The school bustles with excitement. Kids are busily writing notecards out, testing the overhead projector, reciting their pronunciation of long words, and setting out tea and chocolates on the classroom table. “Two minutes till your parents arrive!” the teacher says. Instead of the usual, “No, there’s not enough time! Teacher, more time!”, the students say ok, look at each other and smile nervously. Meanwhile, parents are shyly congregating steps away from the classroom door, waiting for the go-ahead to enter the small classroom, to witness their children’s first time presenting a well-researched topic to the class, in English.
If you were to visit Little Mountain on an in-class visit day, you could poke your head into one of the small, brightly-lit classrooms and witness something completely different.
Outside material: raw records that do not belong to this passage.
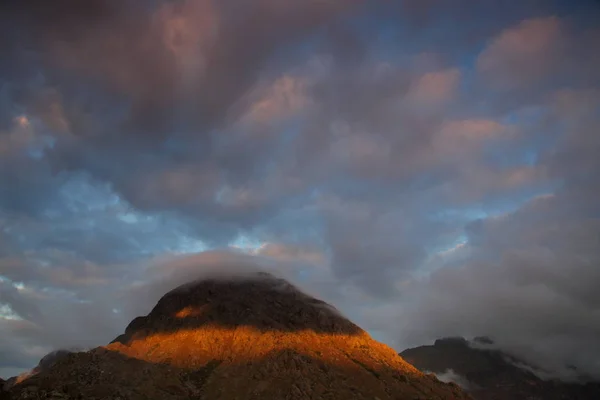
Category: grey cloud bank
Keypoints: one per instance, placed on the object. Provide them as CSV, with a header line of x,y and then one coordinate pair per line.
x,y
428,171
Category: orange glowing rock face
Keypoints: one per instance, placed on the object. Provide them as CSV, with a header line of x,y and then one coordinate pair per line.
x,y
189,312
257,338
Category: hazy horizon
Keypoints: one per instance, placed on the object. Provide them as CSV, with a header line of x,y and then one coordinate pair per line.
x,y
429,168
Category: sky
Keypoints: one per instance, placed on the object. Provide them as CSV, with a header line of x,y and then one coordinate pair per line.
x,y
427,167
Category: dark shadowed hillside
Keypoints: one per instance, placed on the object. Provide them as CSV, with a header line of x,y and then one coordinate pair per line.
x,y
252,338
492,374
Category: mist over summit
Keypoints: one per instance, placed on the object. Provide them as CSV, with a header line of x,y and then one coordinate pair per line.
x,y
251,337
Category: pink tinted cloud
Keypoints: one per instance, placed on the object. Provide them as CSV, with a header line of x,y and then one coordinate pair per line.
x,y
523,53
435,87
284,97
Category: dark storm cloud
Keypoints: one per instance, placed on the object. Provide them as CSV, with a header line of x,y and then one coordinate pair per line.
x,y
351,145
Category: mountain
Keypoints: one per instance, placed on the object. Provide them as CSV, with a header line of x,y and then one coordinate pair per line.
x,y
491,374
252,338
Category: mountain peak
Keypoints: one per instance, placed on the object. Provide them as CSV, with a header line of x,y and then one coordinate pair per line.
x,y
255,337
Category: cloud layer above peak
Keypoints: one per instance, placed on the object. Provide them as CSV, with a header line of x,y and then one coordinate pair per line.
x,y
429,171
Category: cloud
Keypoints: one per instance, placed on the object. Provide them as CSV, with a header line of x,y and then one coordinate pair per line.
x,y
450,376
427,170
523,53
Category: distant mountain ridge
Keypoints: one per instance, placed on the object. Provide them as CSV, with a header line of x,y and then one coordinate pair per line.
x,y
491,374
252,338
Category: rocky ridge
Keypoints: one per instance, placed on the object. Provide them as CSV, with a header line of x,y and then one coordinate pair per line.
x,y
252,338
492,374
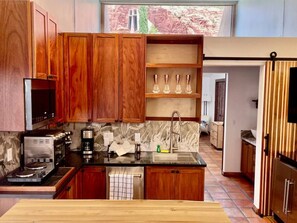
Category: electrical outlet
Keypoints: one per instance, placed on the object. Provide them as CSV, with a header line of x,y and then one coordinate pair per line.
x,y
9,154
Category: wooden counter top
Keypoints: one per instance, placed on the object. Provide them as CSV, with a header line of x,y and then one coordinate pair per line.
x,y
38,211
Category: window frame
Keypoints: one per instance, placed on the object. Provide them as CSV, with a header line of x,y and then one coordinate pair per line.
x,y
233,4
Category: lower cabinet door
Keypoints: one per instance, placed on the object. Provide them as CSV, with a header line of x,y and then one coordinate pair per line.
x,y
160,183
281,172
93,182
190,183
174,183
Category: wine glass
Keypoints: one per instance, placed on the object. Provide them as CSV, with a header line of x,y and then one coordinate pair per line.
x,y
166,89
188,86
178,89
156,88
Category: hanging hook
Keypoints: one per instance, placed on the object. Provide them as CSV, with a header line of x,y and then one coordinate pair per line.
x,y
273,57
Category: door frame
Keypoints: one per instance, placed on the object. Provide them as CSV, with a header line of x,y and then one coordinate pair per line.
x,y
260,114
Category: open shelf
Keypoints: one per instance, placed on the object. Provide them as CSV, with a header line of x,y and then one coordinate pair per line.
x,y
171,65
153,95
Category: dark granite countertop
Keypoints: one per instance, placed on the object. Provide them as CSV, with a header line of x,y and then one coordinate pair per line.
x,y
76,159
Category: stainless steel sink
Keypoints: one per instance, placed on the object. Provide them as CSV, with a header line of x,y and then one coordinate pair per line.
x,y
178,158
At the primary levels, students make presentations about gratitude and designed cupcakes for their parents. The middle levels design and shared storm-chasing vehicles, gameshows, and wacky inventions. At the highest levels, students present slam poetry, literary responses, persuasive essays and narratives. Some students even record a live Little Mountain Radio Broadcast!
The in-class visits are not only a way to welcome the family community into the school, they are also a way for students to demonstrate their Design Cycle learning.
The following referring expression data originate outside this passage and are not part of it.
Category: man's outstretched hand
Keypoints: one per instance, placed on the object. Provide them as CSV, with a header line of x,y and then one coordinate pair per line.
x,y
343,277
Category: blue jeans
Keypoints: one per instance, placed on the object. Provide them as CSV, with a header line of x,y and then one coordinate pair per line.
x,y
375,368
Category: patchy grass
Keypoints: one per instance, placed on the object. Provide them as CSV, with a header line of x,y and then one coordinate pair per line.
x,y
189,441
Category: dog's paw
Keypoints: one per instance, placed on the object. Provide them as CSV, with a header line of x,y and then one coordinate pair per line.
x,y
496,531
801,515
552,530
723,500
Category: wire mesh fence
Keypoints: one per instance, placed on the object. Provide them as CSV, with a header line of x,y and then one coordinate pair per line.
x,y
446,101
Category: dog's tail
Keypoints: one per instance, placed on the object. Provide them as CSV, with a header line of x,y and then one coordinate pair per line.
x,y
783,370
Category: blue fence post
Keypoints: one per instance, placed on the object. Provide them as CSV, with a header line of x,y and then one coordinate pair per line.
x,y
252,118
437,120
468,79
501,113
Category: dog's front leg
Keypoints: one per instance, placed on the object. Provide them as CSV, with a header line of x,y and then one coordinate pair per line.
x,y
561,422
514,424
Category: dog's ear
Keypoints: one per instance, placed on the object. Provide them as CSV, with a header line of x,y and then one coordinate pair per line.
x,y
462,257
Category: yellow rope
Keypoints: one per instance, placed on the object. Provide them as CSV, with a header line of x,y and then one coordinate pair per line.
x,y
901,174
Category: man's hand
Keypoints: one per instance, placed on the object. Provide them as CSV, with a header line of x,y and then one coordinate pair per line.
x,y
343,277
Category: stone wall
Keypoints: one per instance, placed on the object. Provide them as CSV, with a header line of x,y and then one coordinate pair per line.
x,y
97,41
Although Little Mountain is not an International Baccalaureate school, anyone who is familiar with the Design Cycle way of working will see the similarities. The Design Cycle way of working facilitates a process-oriented method of working: it helps students to understand the process is the primary work, and the product is secondary. Students become innovators by investigating a problem, presenting a hypothesis, and then planning, creating, and evaluating their choice and application of techniques. Through this, students have trained their intellectual muscles to solve real-world challenges.
Einstein said, “It is important to never stop questioning,” and so at Little Mountain, questions form the basis of all project work, including the work which is demonstrated during an in-class visit. Guiding questions propel the students forward into the act of inquiry, and so the scholastic work begins to take shape, driven by a desire to find the answer, and guided by the teacher who realizes that an easy answer is no answer at all. Guiding questions are open-ended questions that facilitate self-directed student discovery. Rather than students answering simple multiple choice-like questions, students are called to move beyond mere recall of information and to synthesize and evaluate learned concepts. The product which emerges through the process of guiding questions is what parents get to witness at an in-class visit.
Learning how to ask questions, to identify problems, to collect research, and to offer viable solutions gives students the opportunity to hone critical thinking and real-world skills that are above and beyond mere recall of information. Students become inquirers, innovators, and creators, and ultimately– architects of their futures.
Little Mountain Learning Academy would like to thank the families for sharing in the process, and for being a great source of inspiration.